I’m building a web application with Ruby on Rails which needs to be highly scalable. In this application, data is produced by a mobile client (approximately 20 bytes) every second. All of this data must be transferred to a server at some point, preferably as soon as possible.
To accomplish this task, I want the server to act as a RESTful service. The client could buffer locations (say every 5 to 30 seconds) and then shoot them off as a HTTP put request, where the server could then store them. I believe this model is simpler to implement, and better handles high volume traffic, as the clients could keep buffering data until they hear a response from the server.
My boss, on the other hand, wants to implement the server using socket programming. He believes socket programming will result in less data being transferred, which will increase the total efficiency of the system. I can’t disagree on this point, but I think given modern bandwidth the extra overhead with HTTP is worth it. Plus, I think trying to maintain thousands (or millions) of simultaneous connects with users will cause its own problems and greatly increase the complexity of the server.
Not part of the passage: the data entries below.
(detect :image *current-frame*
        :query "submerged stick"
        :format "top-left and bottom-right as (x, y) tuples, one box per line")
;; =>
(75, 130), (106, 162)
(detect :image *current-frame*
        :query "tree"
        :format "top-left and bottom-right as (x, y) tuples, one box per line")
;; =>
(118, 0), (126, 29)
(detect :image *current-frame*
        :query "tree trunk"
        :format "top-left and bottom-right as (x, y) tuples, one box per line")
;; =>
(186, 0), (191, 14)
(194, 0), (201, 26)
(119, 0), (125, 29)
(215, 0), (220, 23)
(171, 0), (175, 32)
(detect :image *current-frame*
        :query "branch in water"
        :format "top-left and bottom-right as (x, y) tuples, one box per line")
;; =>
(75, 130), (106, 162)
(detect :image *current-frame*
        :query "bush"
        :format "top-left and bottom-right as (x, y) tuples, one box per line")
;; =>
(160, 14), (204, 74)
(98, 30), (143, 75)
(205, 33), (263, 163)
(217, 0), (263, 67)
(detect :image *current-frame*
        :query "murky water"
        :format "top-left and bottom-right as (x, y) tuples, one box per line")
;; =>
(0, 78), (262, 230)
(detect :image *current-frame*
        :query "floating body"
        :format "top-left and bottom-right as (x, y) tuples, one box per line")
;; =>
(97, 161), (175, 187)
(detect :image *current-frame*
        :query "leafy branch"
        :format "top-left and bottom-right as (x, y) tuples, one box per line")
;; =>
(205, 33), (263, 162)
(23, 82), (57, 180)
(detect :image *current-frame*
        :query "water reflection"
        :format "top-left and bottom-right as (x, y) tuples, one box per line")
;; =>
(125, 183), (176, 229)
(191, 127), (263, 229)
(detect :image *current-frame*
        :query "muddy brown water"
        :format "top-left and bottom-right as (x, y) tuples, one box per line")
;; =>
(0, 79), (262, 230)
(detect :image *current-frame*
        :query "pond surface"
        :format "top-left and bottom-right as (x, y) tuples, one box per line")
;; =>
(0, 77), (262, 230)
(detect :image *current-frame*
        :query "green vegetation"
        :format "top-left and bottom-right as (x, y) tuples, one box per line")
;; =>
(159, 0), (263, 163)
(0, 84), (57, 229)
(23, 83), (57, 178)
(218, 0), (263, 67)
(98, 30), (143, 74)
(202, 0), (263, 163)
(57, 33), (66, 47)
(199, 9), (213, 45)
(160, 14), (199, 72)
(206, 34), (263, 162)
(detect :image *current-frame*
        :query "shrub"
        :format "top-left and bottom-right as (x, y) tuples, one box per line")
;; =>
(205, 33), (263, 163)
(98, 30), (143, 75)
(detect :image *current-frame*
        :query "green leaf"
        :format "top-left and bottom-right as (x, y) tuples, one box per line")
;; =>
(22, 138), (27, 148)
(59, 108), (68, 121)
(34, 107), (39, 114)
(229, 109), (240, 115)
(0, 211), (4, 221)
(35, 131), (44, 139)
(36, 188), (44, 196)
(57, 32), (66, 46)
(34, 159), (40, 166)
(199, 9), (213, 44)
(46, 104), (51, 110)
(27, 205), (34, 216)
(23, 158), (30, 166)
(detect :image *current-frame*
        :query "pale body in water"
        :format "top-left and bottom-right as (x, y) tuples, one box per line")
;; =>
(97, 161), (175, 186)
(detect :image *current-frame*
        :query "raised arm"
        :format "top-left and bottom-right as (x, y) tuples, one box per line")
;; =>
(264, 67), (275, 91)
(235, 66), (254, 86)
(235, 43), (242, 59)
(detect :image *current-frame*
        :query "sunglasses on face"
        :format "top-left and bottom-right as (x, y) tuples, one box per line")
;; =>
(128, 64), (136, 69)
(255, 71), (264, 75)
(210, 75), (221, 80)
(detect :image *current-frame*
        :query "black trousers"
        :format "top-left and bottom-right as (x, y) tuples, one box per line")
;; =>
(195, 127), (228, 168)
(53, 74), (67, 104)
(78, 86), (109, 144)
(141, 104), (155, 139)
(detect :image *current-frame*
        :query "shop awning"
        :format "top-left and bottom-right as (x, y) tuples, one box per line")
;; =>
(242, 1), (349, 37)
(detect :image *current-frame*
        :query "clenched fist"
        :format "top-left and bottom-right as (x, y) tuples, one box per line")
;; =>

Honestly, I don’t know the right approach to this problem, so I thought I’d post it here and get the opinions of much smarter people than myself. I’d appreciate it if any answers included the pros and cons of the proposed solution.
Thanks.
Update
We now have a few additional requirements flushed out. First, the mobile client cannot upload more than 5 GB of data per month. In this case, we’re talking one message a second for eight hours a day per month. Second is we want’s to combine messages as little as possible. This is to ensure if something happens to the mobile client (say a car crash), we lose as little data as possible.
Your boss appears to be optimizing prematurely, which is not really a good idea.
Instead of trying to fight an imaginary performance bogeyman before you’ve even started writing your code, you should examine your application’s requirements and design to them. Don’t let perceived problems drive your design.
If it comes to it, have your boss outline exactly how he’d marshal data across his socket connection and then do some quick calculations to see if you could match or beat them with HTTP. Will he use something like Google’s Protocol Buffers, or write his own marshaling protocol? If so, will it be self-describing? How about application “verbs” like what you’d get for free in HTTP? Will his connections be persistent? There’s a lot more to “sockets” than just opening a connection and spewing bytes down it.
You’ve also correctly noted that your boss seems to be favoring raw speed of sockets over everything else: scalability, maintainability, availability of development and testing tools, protocol sniffers, the helpful semantics of the HTTPS verbs, and so on. HTTP is well understood by load balancers and firewalls and the like. Your proprietary socket protocol will not be so lucky.
What I’d suggest is you look into all the options out there and evaluate them from a performance perspective through testing, prototyping and benchmarking. Then weigh those numbers against the difficulty of building and maintaining the application with that technology.